Update 27/10/2023 : Providing a sample application to reproduce the issue, https://github.com/PSHREYASHOLLA/SamplebatchApplication.

Its a maven project, so you can call mvn install, it will create \target\SamplebatchApplication-0.0.1-SNAPSHOT.jar. Now you can start it like any springboot app(Liquibase enabled), java -jar SamplebatchApplication-0.0.1-SNAPSHOT.jar.

If you see application.properties file we are pointing it to a postgres database. All our batch configurationhttps://github.com/PSHREYASHOLLA/SamplebatchApplication/blob/main/src/main/java/com/example/postgresql/model/FEBPDBConfig.java.

Please start the batch process by calling rest post API , http://localhost:8080/batch/trigger-or-resume-application-batch-job JSON body { "appRestartJobExecutionId": "" } If we call this with empty appRestartJobExecutionId, the flow is like below, com.example.postgresql.controller.BatchController.triggerOrResumeApplicationBatchJobByB2E() --->com.example.postgresql.model.FebpApplicationJobServiceImpl.triggerApplicationBatchJob() --> We do JobLauncher.run().
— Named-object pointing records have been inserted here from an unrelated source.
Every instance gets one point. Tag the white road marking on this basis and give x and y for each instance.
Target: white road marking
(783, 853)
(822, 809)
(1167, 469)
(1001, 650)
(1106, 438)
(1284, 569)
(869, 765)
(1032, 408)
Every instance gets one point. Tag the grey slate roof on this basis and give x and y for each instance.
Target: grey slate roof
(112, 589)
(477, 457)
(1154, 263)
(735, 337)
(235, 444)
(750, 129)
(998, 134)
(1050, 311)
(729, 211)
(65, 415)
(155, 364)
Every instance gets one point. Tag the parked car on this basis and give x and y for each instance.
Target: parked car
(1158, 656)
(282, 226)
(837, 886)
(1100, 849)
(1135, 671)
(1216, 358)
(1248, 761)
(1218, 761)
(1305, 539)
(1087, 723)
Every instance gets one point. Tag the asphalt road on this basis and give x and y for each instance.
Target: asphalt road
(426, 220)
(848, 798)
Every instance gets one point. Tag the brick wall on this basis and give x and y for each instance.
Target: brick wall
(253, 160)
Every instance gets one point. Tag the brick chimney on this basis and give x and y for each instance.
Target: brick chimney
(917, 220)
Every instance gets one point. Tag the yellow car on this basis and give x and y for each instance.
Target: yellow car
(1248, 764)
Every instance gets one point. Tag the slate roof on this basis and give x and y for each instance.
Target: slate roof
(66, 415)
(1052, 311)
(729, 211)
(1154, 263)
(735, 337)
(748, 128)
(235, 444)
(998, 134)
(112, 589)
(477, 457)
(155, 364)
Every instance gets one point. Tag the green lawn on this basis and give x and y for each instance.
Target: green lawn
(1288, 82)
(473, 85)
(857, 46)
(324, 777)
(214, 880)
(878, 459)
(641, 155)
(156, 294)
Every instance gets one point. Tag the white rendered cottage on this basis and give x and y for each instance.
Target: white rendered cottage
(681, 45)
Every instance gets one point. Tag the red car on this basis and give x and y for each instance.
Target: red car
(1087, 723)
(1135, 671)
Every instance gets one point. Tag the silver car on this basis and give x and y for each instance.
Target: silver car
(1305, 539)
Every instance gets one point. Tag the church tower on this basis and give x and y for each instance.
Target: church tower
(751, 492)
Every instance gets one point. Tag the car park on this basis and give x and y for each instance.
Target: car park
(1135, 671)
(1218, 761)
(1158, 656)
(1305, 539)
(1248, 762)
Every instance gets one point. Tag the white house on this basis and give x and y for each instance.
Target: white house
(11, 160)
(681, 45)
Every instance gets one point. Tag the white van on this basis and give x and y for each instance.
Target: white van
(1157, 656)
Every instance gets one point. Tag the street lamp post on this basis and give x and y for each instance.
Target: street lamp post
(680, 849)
Now this job will read 50 records from febp_emp_detail_test as part of reader and as part of writer writes the updated records to febp_emp_tax_detail_test. This is a happy flow.

Now if you call the above API and say after 5 seconds you kill the server, only partial commit will happen into febp_emp_tax_detail_test and the batch status will be in STARTED state. Now say I restart the server and call the same post API with failed job execution ID it will now call om.example.postgresql.controller.BatchController.triggerOrResumeApplicationBatchJobByB2E() --->com.example.postgresql.model.FebpApplicationJobServiceImpl.resumeApplicationBatchJob() ---> jobOperator.restart(failedBatchExecutionId); Here the restart API fails due to empty jobRegistry.

Update 02/11/2023:

After changing my job to a bean as suggested by Mahmoud Ben Hassine, I am able to restart job. But now after restart a new Job execution starts and says completed but it fails to process the data. If the job runs on a single thread it processes all the data, but if its multi thread it does not do anything. Please check https://github.com/PSHREYASHOLLA/SamplebatchApplication/blob/main/src/main/java/com/example/postgresql/model/EmployeeTaxCalculationBatchConfig.java

Line 60, Step step = new StepBuilder("FEBP_EMP_TAX_CALCULATION_STEP", jobRepository) .<EmployeeDetail, EmployeeTaxDetail>chunk(5, transactionManager) .reader(reader.getPagingItemReader()).processor(itemProcessor).writer(itemWriter).taskExecutor(actStmntTaskExecutor()) .throttleLimit(50).build();

Here if throttleLimit is 1 it process records after restart, but if its multithreaded it does not process remaining records in my sample table.


Solution

  • That should not be the case since you have registered a JobRegistryBeanPostProcessor. This is the bean post processor that populates the job registry every time the Spring application context is (re)started.

    EDIT: Answer updated after providing a minimal example

    The issue is that the job is not declared as a bean here, it is rather the configuration class (which is obviously not of type Job) that is declared as a bean of that name here. Therefore the JobRegistryBeanPostProcessor does not find the job and does not register it in the registry.

    The Job should be registered as a bean in the application context for the JobRegistryBeanPostProcessor to post process the bean and register it in the registry.